Iraqi forces regain ground from Islamic State militants in western Iraq, advancing towards the city of Ramadi one week after it fell to the insurgents. (Reuters)

Shiite militiamen and Iraqi army forces launched a counteroffensive against Islamic State insurgents near Ramadi on Saturday, a militia spokesman said, aiming to reverse potentially devastating gains by the jihadist militants.

Anbar provincial council member Azzal Obaid said hundreds of Shiite fighters, who had assembled last week at the Habbaniyah air base, moved into Khaldiyah on Saturday and were nearing Siddiqiya and Madiq, towns in contested territory near Ramadi.

Two police officers later told Reuters the pro-government forces, which they said included locally allied Sunni tribesmen, had advanced past those towns to within one kilometer of Husaybah, an Islamic State-run town four miles east of the Ramadi city limits.

One officer said the Shiite-led forces exchanged fire with the insurgents, but there was no immediate word on casualties.

Jaffar Husseini, spokesman for the Shiite paramilitary group Kataib Hezbollah, said that more than 2,000 reinforcements had joined the pro-government advance and that they had managed to secure Khaldiyah and the road linking it to Habbaniyah.

Displaced civilians from Ramadi, Iraq, wait on Friday to receive United Nations aid in a camp in the town of Amiriyat al-Fallujah, west of Baghdad. Thousands of residents fled Ramadi after it was taken by Islamic State militants. (Hadi Mizban/Associated Press)

“Today will witness the launch of some tactical operations that pave the way to the eventual liberation of Ramadi,” he told Reuters by telephone.

At the same time, Islamic State units have been pushing toward Fallujah to try to absorb more territory between it and Ramadi that would bring them closer to Baghdad, the Iraqi capital, some 50 miles to the east.
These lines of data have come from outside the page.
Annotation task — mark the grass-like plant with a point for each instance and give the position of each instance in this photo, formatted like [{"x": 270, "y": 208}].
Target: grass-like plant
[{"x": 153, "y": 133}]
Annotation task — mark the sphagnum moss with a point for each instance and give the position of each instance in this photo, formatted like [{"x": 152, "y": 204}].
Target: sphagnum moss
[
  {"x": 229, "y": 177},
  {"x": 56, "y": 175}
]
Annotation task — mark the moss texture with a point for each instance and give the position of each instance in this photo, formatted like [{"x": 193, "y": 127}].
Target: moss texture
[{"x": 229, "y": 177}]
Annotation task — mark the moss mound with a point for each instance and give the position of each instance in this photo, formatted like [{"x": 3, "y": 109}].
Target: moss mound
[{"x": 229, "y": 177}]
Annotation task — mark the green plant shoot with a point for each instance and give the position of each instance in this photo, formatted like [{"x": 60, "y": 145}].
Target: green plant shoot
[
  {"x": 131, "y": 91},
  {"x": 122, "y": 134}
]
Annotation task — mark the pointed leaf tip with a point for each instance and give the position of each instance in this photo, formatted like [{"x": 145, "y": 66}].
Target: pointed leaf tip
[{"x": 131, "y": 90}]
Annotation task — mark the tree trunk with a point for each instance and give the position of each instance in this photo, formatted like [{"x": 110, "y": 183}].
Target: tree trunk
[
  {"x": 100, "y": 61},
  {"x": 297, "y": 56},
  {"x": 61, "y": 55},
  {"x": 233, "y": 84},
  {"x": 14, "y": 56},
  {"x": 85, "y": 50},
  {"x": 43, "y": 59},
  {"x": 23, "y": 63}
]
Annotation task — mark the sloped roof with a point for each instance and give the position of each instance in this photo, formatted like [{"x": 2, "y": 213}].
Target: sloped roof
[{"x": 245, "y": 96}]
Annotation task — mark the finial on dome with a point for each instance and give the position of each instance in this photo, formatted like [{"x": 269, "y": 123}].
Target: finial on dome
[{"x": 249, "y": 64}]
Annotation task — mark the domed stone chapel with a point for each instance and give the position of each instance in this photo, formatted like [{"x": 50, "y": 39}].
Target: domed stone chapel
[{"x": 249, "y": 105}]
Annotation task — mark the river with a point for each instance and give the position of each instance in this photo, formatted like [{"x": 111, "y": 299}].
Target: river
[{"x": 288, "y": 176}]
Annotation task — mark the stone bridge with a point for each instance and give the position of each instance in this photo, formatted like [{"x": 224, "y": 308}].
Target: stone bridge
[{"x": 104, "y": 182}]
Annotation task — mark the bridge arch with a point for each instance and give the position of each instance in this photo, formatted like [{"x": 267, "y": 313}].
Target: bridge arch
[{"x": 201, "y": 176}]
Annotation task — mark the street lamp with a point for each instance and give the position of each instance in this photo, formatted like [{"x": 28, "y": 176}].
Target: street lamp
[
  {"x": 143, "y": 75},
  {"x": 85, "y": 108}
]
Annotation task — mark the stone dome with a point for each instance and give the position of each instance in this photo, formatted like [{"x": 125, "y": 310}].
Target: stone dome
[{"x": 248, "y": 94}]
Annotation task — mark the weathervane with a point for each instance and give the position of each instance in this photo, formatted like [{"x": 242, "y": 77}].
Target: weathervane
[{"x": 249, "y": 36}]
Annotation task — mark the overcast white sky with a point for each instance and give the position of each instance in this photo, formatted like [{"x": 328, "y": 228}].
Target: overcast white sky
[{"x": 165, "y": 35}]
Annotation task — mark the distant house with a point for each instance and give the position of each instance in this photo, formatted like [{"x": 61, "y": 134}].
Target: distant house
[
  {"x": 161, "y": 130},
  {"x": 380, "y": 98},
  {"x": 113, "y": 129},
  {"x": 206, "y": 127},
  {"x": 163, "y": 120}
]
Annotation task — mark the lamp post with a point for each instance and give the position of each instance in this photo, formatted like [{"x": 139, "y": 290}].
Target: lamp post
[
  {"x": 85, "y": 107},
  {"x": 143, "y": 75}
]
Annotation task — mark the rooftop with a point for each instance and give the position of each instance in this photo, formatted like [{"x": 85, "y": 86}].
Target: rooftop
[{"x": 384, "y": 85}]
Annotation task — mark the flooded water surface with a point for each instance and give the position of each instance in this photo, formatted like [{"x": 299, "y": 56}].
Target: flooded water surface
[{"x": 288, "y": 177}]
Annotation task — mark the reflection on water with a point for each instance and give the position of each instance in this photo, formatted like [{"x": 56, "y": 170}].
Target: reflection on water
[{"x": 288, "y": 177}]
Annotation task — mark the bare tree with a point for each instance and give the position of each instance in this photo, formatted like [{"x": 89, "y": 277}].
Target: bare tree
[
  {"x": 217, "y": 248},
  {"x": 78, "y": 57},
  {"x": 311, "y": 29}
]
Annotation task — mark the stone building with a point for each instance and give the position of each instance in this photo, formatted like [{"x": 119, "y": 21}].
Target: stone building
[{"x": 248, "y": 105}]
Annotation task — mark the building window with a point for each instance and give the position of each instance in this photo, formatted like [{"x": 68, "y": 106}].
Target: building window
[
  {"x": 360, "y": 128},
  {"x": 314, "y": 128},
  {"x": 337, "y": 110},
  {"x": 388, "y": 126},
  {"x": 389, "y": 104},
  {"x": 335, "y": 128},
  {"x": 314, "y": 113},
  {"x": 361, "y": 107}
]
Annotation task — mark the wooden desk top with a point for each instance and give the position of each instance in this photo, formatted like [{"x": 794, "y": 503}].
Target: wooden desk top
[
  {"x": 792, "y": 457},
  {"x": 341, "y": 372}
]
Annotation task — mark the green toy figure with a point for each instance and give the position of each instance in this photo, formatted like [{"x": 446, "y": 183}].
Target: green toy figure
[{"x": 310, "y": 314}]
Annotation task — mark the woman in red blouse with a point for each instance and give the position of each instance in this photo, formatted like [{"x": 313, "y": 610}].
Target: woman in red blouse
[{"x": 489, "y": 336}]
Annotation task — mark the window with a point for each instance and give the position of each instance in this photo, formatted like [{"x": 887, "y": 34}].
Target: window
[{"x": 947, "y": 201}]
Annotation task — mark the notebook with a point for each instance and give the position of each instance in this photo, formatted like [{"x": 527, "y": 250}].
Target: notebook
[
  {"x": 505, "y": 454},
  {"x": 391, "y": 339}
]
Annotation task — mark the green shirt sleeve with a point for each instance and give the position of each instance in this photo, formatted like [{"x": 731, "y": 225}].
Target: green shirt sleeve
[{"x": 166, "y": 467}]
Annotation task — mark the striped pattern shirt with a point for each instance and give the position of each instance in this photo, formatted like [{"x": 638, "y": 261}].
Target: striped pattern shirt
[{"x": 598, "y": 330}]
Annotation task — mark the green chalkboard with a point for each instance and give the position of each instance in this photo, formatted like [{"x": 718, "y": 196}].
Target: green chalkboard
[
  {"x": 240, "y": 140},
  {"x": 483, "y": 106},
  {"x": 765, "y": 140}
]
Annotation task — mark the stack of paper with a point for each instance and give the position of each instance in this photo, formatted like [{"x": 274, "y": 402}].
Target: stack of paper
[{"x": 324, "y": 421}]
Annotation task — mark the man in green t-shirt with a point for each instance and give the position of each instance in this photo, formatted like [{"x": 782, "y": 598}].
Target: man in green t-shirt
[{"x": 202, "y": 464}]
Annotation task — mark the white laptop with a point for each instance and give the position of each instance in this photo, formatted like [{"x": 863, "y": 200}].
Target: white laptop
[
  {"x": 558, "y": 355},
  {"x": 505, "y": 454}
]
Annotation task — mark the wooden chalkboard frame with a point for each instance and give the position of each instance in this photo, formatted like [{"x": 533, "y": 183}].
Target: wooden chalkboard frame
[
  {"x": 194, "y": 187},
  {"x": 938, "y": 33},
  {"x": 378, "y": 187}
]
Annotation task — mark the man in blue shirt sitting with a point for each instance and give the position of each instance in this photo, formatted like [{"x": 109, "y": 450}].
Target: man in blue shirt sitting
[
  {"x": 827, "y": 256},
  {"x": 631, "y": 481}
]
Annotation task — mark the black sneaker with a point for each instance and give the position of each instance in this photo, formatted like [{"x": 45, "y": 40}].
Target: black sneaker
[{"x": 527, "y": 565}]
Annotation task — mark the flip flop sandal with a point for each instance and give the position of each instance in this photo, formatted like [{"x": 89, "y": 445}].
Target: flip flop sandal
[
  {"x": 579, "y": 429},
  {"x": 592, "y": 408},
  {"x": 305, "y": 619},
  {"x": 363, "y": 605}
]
The Islamic State has controlled Fallujah for more than a year.

Ramadi’s loss is the most serious setback for Iraqi forces in almost a year and has cast doubt on the effectiveness of the U.S. strategy of airstrikes to help Baghdad roll back the Islamic State, which now holds a third each of Iraq and adjacent Syria.

Meanwhile, in Syria, pictures posted online overnight by the group’s supporters allegedly showed Islamic State fighters raising their flag over an ancient citadel in the historic city of Palmyra.

The militants seized Palmyra — known as Tadmur in Arabic and strategically significant with nearby natural gas fields and roads leading southwest to Damascus — on Wednesday after days of heavy fighting with the Syrian army.

“Tadmur citadel under the control of the caliphate,” read a caption on one picture posted on social media sites. In another, a smiling fighter is shown carrying the group’s black flag and standing on one of the citadel’s walls.

It was not possible to verify the images’ authenticity.

U.S.-led coalition forces have conducted a further 22 airstrikes on Islamic State positions in Iraq and Syria since Friday, including near Ramadi and Palmyra, the U.S. military said.

Palmyra is home to a UNESCO World Heritage site, and Syria’s antiquities chief has said the insurgents would destroy its 2,000-year-old ruins, including well-preserved Roman temples, colonnades and a theater, if they took control of them. While hundreds of statues have been taken to safe locations, there are fears for larger monuments that cannot be moved.

The Islamic State destroyed ancient monuments and antiquities they see as idolatrous in areas of Iraq that they captured last year.